As the trial in the molestation and murder case of 27- year-old lawyer Pallavi Purkayastha draws to a close, the defence lawyer has brought forth new evidence challenging the prosecution’s case against Sajjad Ahmad Mughal alias Sajjad Pathan, the security guard working at the victim’s building in Wadala.
Wireless information relayed by the first constable who reached the spot following a call by Purkayastha’s neighbour claims that she and her live-in partner Avik Sengupta had walked into the apartment at 5 am on August 9, 2012, and that she was attacked after that.

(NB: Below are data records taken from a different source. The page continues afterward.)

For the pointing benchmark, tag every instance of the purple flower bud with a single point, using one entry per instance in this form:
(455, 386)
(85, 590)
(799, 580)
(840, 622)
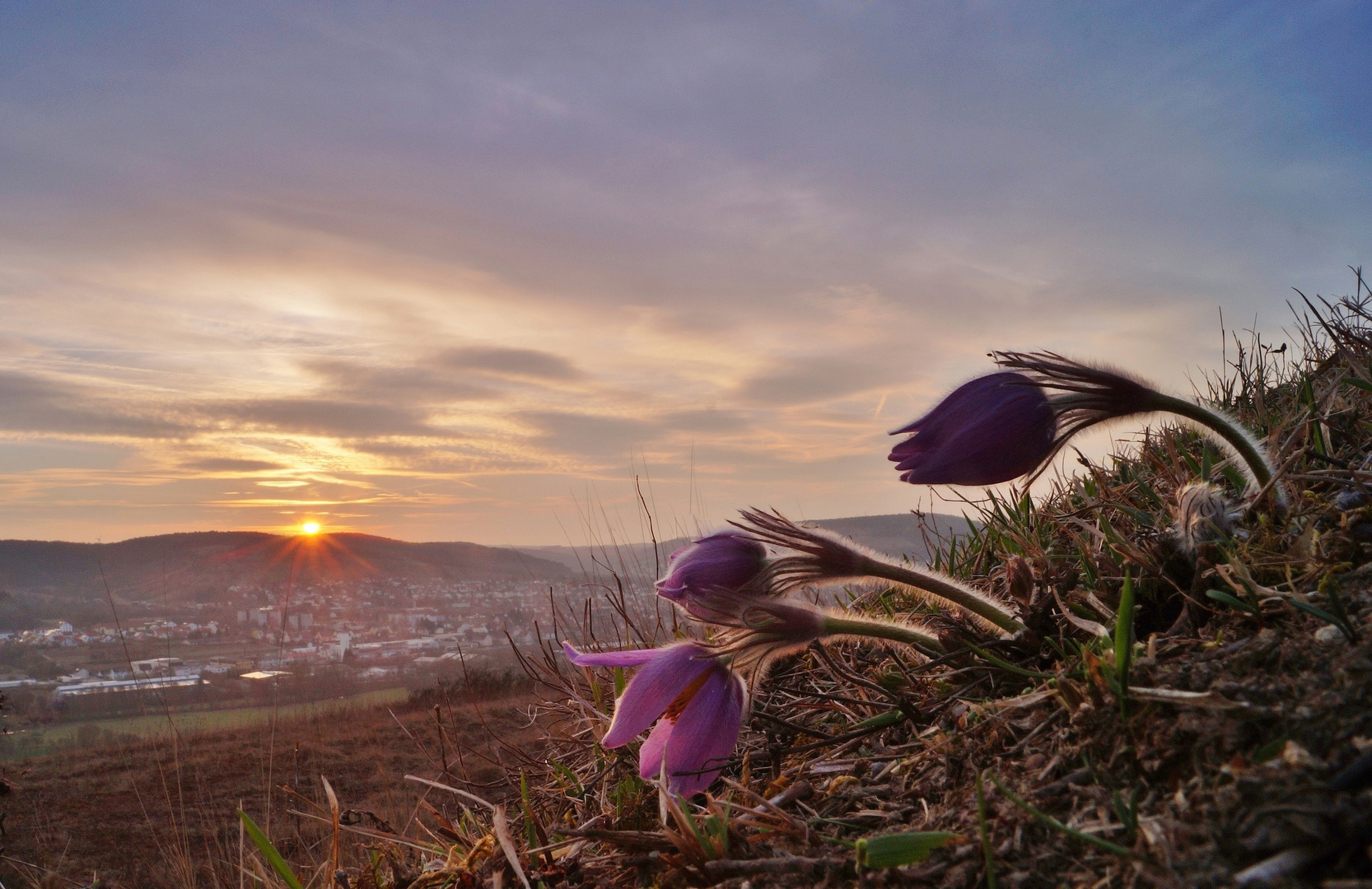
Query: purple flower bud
(716, 576)
(991, 430)
(696, 700)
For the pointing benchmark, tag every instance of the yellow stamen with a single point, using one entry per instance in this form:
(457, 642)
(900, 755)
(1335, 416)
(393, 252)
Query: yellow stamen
(679, 703)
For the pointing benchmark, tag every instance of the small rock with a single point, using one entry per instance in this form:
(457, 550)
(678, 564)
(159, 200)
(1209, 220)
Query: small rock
(1349, 498)
(1328, 634)
(1297, 756)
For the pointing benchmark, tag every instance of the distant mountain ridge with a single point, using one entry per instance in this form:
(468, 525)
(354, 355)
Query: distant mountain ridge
(898, 535)
(206, 561)
(49, 578)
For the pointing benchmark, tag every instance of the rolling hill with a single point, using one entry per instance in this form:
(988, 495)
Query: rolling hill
(201, 564)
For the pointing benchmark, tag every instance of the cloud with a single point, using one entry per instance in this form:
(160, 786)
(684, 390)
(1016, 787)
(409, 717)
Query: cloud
(520, 362)
(707, 420)
(230, 464)
(809, 380)
(338, 419)
(589, 435)
(32, 403)
(395, 384)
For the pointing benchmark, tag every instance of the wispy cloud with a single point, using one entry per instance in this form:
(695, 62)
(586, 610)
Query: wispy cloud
(442, 272)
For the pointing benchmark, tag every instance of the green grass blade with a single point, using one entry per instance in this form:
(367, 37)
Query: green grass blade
(269, 852)
(1124, 642)
(896, 849)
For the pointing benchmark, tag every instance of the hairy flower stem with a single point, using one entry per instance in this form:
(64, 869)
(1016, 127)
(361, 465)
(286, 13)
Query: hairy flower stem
(1225, 428)
(880, 630)
(940, 589)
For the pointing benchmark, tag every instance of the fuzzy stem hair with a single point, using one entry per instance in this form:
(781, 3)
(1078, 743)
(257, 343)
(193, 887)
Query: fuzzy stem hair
(826, 556)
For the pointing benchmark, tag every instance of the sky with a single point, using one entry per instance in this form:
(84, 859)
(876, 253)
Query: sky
(461, 272)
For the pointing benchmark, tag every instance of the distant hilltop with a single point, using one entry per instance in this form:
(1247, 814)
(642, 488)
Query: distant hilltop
(898, 535)
(203, 564)
(53, 576)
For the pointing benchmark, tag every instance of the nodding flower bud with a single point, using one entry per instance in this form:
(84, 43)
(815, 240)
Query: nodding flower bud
(991, 430)
(1083, 395)
(1009, 424)
(716, 576)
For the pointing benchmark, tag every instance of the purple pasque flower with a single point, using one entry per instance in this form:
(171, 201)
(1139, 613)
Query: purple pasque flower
(991, 430)
(696, 701)
(716, 576)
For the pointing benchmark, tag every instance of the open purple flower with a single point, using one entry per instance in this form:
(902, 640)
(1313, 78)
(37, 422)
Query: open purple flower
(991, 430)
(716, 576)
(696, 700)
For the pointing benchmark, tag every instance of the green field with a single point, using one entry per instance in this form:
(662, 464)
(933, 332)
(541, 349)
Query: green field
(41, 741)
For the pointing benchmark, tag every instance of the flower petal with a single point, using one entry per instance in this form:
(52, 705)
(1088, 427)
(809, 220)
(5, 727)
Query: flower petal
(653, 687)
(991, 430)
(609, 659)
(714, 575)
(651, 755)
(706, 733)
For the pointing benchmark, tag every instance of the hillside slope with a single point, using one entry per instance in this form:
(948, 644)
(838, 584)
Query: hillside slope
(201, 564)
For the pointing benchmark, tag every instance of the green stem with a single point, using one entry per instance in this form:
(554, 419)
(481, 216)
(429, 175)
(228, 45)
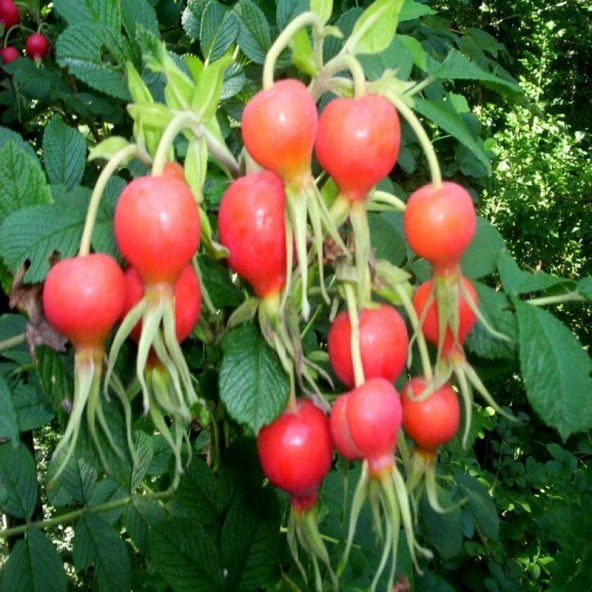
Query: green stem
(559, 299)
(302, 20)
(12, 342)
(181, 121)
(354, 320)
(70, 516)
(425, 142)
(347, 62)
(95, 199)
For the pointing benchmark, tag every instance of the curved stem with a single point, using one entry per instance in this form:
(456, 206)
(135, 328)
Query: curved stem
(181, 121)
(12, 342)
(354, 321)
(425, 142)
(95, 199)
(302, 20)
(349, 62)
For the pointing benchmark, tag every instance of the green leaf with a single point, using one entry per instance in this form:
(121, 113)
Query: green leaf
(386, 232)
(496, 308)
(22, 181)
(34, 234)
(481, 258)
(139, 516)
(18, 481)
(375, 29)
(254, 37)
(253, 385)
(32, 407)
(323, 8)
(444, 115)
(138, 12)
(105, 12)
(443, 531)
(287, 10)
(8, 135)
(556, 371)
(209, 86)
(191, 19)
(199, 493)
(518, 281)
(412, 10)
(482, 506)
(64, 153)
(185, 556)
(85, 50)
(457, 67)
(96, 543)
(219, 30)
(34, 565)
(584, 288)
(249, 542)
(9, 427)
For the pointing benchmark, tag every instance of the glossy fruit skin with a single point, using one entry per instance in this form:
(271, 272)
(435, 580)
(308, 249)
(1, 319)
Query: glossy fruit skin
(429, 327)
(296, 450)
(187, 300)
(358, 142)
(9, 14)
(83, 298)
(251, 225)
(279, 126)
(383, 344)
(37, 46)
(9, 54)
(432, 421)
(157, 227)
(340, 430)
(439, 224)
(373, 415)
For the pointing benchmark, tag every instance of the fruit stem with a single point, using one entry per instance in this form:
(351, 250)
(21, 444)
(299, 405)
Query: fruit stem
(347, 61)
(178, 123)
(425, 142)
(118, 159)
(12, 342)
(302, 20)
(354, 321)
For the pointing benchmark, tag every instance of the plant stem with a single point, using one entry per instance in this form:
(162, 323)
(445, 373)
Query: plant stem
(560, 298)
(12, 342)
(70, 516)
(425, 142)
(95, 199)
(302, 20)
(354, 320)
(181, 121)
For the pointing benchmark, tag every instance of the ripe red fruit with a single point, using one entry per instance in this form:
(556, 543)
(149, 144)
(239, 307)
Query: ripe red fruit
(83, 298)
(383, 344)
(251, 225)
(9, 14)
(358, 143)
(157, 227)
(439, 224)
(296, 451)
(9, 54)
(187, 300)
(429, 327)
(432, 421)
(279, 127)
(373, 415)
(340, 432)
(37, 46)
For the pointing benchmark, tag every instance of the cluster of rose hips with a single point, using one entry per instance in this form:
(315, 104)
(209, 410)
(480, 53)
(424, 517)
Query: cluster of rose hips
(36, 44)
(356, 141)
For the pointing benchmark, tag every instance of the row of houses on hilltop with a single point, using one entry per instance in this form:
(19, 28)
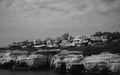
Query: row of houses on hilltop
(58, 42)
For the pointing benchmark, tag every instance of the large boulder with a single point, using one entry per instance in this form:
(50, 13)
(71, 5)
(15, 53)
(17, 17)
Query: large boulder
(65, 60)
(30, 61)
(102, 62)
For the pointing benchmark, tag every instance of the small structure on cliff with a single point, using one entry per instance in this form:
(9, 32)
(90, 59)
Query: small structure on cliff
(64, 60)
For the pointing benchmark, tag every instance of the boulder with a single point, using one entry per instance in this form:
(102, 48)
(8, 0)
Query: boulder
(103, 62)
(66, 59)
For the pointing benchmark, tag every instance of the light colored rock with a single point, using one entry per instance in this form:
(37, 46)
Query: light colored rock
(67, 57)
(102, 62)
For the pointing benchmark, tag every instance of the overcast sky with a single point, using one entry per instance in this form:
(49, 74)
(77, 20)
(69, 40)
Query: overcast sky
(34, 19)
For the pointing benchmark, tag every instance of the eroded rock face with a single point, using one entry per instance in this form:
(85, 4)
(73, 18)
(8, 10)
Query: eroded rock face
(22, 61)
(102, 62)
(65, 60)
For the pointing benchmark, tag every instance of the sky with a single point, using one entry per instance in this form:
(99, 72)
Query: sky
(34, 19)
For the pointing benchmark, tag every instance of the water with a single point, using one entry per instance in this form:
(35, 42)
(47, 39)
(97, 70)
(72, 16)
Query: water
(9, 72)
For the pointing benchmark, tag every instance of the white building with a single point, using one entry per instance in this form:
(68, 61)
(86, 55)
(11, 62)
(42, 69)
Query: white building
(78, 40)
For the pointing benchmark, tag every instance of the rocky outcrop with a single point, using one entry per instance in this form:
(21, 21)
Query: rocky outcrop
(65, 60)
(12, 60)
(102, 62)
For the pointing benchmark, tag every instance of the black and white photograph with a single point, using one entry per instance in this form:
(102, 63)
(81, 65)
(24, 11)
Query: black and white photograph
(59, 37)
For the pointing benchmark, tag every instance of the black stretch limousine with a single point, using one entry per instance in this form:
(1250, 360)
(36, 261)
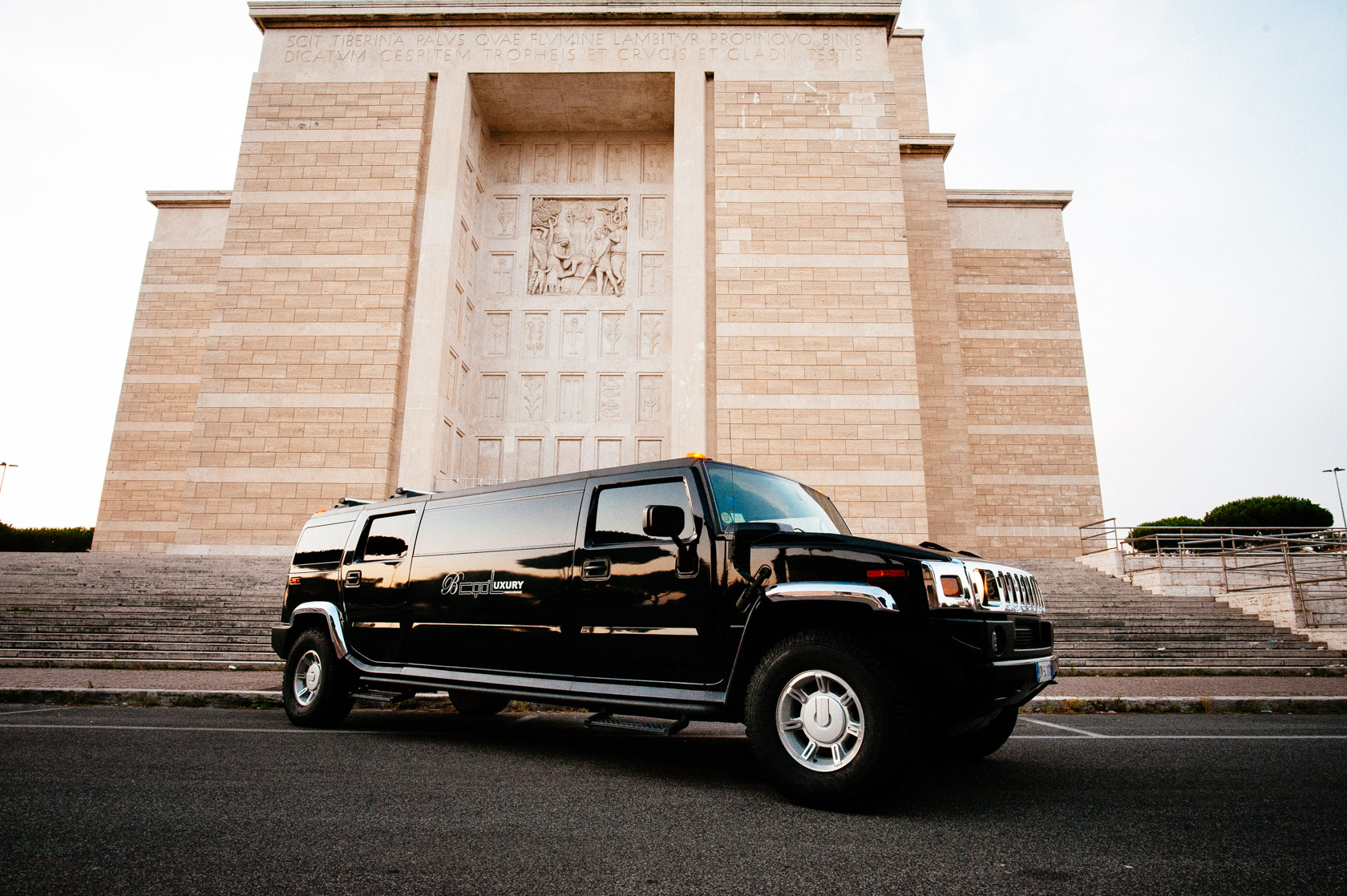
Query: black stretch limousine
(681, 589)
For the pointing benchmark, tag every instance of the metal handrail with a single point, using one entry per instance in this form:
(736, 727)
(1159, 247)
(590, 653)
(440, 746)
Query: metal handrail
(1252, 558)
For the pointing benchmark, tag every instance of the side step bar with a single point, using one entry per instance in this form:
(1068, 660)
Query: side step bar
(632, 724)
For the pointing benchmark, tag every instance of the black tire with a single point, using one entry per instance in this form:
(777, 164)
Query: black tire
(984, 741)
(326, 701)
(876, 761)
(475, 704)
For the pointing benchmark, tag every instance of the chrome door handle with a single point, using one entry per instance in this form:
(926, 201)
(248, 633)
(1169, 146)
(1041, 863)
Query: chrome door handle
(596, 570)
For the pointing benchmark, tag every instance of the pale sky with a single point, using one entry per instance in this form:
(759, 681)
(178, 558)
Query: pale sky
(1204, 142)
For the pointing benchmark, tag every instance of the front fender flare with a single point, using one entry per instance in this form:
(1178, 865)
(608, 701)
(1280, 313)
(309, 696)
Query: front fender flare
(329, 612)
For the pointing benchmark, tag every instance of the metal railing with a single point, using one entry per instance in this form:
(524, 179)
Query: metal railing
(1252, 558)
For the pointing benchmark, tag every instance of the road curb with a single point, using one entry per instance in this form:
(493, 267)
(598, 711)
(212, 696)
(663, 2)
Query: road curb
(1303, 705)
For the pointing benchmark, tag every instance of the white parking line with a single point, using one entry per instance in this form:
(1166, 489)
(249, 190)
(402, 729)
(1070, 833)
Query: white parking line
(1065, 728)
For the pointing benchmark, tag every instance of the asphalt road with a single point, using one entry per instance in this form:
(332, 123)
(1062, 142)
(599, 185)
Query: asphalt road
(198, 801)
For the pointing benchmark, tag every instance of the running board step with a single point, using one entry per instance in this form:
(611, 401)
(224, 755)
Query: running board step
(382, 697)
(632, 724)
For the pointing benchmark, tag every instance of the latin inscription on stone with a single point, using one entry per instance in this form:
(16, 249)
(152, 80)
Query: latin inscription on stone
(653, 211)
(576, 247)
(544, 163)
(572, 397)
(582, 162)
(609, 398)
(503, 223)
(535, 336)
(503, 272)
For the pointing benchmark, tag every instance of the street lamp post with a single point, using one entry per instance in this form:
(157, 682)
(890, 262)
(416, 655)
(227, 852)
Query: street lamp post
(4, 468)
(1342, 518)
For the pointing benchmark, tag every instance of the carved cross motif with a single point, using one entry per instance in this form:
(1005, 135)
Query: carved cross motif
(572, 334)
(649, 409)
(652, 334)
(493, 397)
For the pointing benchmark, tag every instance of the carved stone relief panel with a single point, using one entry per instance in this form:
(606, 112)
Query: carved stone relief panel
(576, 247)
(653, 163)
(493, 397)
(609, 453)
(649, 398)
(572, 398)
(535, 334)
(652, 334)
(648, 450)
(489, 461)
(503, 272)
(532, 389)
(544, 163)
(497, 334)
(504, 217)
(528, 454)
(617, 162)
(568, 456)
(572, 333)
(610, 334)
(507, 163)
(653, 217)
(653, 274)
(582, 162)
(609, 398)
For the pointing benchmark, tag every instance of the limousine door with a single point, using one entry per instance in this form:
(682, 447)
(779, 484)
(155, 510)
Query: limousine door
(491, 581)
(644, 604)
(374, 585)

This information contradicts prosecution’s case, which alleges that Purkayastha was found dead in a pool of blood when Sengupta reached home at 5 am. The information relayed by the constable attached to the Wadala TT mobile van states, “Pallavi and Avik Sengupta reached home at 5 am. Someone slit Pallavi’s throat. Who attacked her is not known. Avik is still at the spot. He (Avik) says he is a lawyer.” The information was recorded in Marathi.
The special women’s court presided by Judge Vrushali Joshi on Thursday allowed the defence to admit the wireless communication as evidence on record. Special public prosecutor Ujjwal Nikam consented without contesting the authenticity of the evidence.
With over 30 witnesses examined, the prosecution has already closed its case and the court had scheduled it for final arguments before delivering judgment.
Sengupta died in November 2013 following a prolonged illness.
In his statement recorded in August last year, he had concurred with the prosecution’s case. He had said Pathan would stare at Purkayastha, which made her uncomfortable. The prosecution has built its case on Pathan’s confession along with two of his friends — a driver and another security agent — whom he allegedly called up hours after the incident and admitted to have killed a woman.
In a three-page confession attached to the chargesheet filed by the Mumbai Police Crime Branch, Pathan, had allegedly confessed to his crime and claimed that he was attracted to Purkayastha and hoped to have a physical relationship.
With the new piece of evidence, defence lawyer Abdul Wahab Khan contended that the entire investigation carried out in the case appears to be suspicious. “This piece of evidence was suppressed and made available only when the defence made a demand under law,” said Khan.
However, Nikam said the information as was not important. He added that there was high scope of error when the information is relayed. “The information relayed to the control room is always full of errors. What that constable must have said, what the constable at the control room must have noted, only they know. If a piece of evidence is admitted before the court, it does not mean that it is accepted. We will contest it,” Nikam said.